Tonight’s Characters

#1: He’s 80, reading the newspaper while making his way slowly through a slice of key lime pie and an Irish Coffee. The waitress swoops by with ” ‘nother one for ya?” and grabs the almost empty coffee. He snatches it back. “Yes, but let me…” He swallows the final gulp, then thrusts the mug into her stomach. When she comes back with his 2nd drink, he places a gentle hand on her arm and apologizes. She shrugs it off.
The bill arrives. He pays with a card, but makes a point of leaving her a 20-dollar bill. He places the bill carefully, intentionally, neatly in the middle of the table, fussing with how level and even it appears. When he leaves, he stops her and points to the table. “For you.”

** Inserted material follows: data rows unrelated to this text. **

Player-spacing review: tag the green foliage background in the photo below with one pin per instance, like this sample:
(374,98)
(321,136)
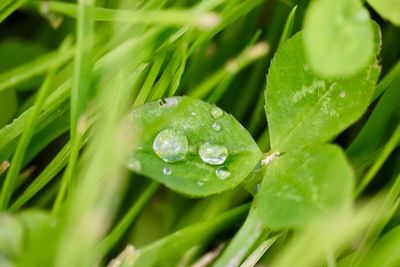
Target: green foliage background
(324,191)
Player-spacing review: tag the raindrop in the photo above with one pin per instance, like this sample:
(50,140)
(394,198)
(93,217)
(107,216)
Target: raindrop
(134,165)
(167,171)
(213,154)
(257,188)
(222,173)
(170,145)
(216,126)
(216,112)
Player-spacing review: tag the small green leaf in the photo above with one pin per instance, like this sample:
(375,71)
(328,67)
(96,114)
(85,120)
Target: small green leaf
(303,108)
(339,37)
(191,146)
(304,184)
(387,9)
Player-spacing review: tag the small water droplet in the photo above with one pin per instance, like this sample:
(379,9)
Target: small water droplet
(216,112)
(216,126)
(213,154)
(257,188)
(134,165)
(222,173)
(267,160)
(170,145)
(167,171)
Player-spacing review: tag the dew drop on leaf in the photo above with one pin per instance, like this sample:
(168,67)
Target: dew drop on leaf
(213,154)
(216,113)
(216,126)
(222,172)
(170,145)
(167,171)
(134,165)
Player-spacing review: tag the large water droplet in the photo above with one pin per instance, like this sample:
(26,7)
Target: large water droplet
(167,171)
(170,145)
(222,173)
(216,112)
(216,126)
(213,154)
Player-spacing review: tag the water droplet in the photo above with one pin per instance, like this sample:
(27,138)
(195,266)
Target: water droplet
(170,145)
(216,112)
(222,173)
(267,160)
(257,188)
(134,165)
(167,171)
(213,154)
(216,126)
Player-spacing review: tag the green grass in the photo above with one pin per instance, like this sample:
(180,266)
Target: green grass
(82,97)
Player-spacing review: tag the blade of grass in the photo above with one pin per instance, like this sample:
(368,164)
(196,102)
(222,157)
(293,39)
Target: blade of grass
(288,28)
(8,186)
(150,79)
(248,56)
(389,147)
(168,17)
(82,75)
(259,251)
(54,167)
(111,240)
(251,231)
(36,67)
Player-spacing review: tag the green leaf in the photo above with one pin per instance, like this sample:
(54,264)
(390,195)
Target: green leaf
(339,37)
(387,9)
(11,236)
(304,184)
(191,119)
(303,108)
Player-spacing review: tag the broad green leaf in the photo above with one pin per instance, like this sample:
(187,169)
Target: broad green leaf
(387,9)
(339,37)
(11,236)
(384,253)
(196,132)
(304,184)
(303,108)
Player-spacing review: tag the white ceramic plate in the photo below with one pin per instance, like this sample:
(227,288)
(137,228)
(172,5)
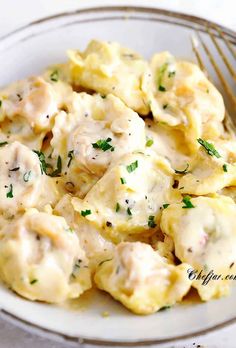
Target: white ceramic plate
(28,51)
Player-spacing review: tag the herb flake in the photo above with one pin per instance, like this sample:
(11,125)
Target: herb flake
(182,171)
(123,181)
(151,222)
(54,76)
(86,212)
(10,192)
(225,169)
(149,142)
(27,176)
(3,143)
(57,171)
(70,155)
(117,207)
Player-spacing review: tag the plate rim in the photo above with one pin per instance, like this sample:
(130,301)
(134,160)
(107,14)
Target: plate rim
(49,333)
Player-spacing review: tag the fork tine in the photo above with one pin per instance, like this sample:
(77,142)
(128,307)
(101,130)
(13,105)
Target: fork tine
(217,70)
(228,44)
(221,53)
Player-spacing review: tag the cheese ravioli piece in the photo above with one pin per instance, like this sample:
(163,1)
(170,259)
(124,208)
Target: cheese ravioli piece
(41,258)
(205,238)
(128,199)
(141,279)
(167,142)
(97,134)
(96,247)
(22,181)
(32,99)
(106,67)
(21,178)
(209,173)
(181,96)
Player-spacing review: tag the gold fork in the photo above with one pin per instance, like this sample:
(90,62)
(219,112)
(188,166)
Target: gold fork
(231,50)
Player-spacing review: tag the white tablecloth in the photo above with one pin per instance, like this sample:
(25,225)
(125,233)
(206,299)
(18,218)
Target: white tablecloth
(15,13)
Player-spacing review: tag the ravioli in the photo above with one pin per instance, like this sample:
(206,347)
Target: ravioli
(181,96)
(128,199)
(141,279)
(205,238)
(100,132)
(107,67)
(209,173)
(117,173)
(41,258)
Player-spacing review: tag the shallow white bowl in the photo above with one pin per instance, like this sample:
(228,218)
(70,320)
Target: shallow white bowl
(28,51)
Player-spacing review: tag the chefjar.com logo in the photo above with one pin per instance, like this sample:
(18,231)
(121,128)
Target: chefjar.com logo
(205,278)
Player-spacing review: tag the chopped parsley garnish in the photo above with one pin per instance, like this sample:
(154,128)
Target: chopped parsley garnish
(225,169)
(54,76)
(151,222)
(86,212)
(182,171)
(27,176)
(10,192)
(161,88)
(129,212)
(57,171)
(210,149)
(3,143)
(103,145)
(187,201)
(43,164)
(171,73)
(160,78)
(34,281)
(70,155)
(117,207)
(131,167)
(123,181)
(149,142)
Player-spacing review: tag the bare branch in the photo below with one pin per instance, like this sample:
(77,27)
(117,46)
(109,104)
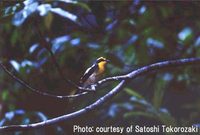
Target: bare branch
(113,92)
(41,92)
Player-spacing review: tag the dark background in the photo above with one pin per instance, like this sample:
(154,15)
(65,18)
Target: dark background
(129,33)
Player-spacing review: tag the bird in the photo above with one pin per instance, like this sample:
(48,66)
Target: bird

#2: Forty-something bartender. Tall and lean. Thick glasses and soft spoken. Always friendly, of course, but shy and serious. One time I ordered a chocolate martini from him  and he beamed. Probably one of the worst concoctions I’ve ever had, but I smiled when he asked if I liked it. “That was fun!” he said.  “Nobody orders drinks like that, ever! Want another?” I shake my head. “I’m good.”

#3: “I’m 61 and retiring in 4 years!” It was something she was always quick to say. Short and very, very round. When I say short, I mean not technically a dwarf, but unquestionably short. So is her hair. She proudly sports a Dennis the Menace tuft. “I tell the barber, it’s not short enough if it isn’t standing up!”
Happy and energetic, but something about  her puts you on guard.
“I hate beans,” she says giving a mock shudder and vomit. “Hate! Any of ’em. All of ’em!” with another mock shudder and vomit. You get the feeling you’re supposed to ask why, but something tells to you keep quiet and not engage. She continues to shake her head and pantomime she’s been made to sniff a turd.
Over time, you come to realize there is something not quite right about her, so you distance yourself. Eventually, you mention this to your manager, who surprises you when she says, “Good idea.”
It’s been a couple of weeks since she was fired. People were surprised she lasted as long as she did (10 months). Turns out she fucked up a lot, in many different ways. But always with a smile.
Anway, she was at our workplace tonight, happy as you please, as if showing up at the workplace that summarily dismissed her with cause (and a long list of causes, at that) ain’t no big thing. “Bet you’re surprised to see me!” she says. I laugh, awkwardly, and walk away.
I get it. It’s a big Fuck You. But she didn’t come in the building with guns ablazing. So, you keep just being you, Terri. You just keep being you.


Thinking of April’s wonderful character studies!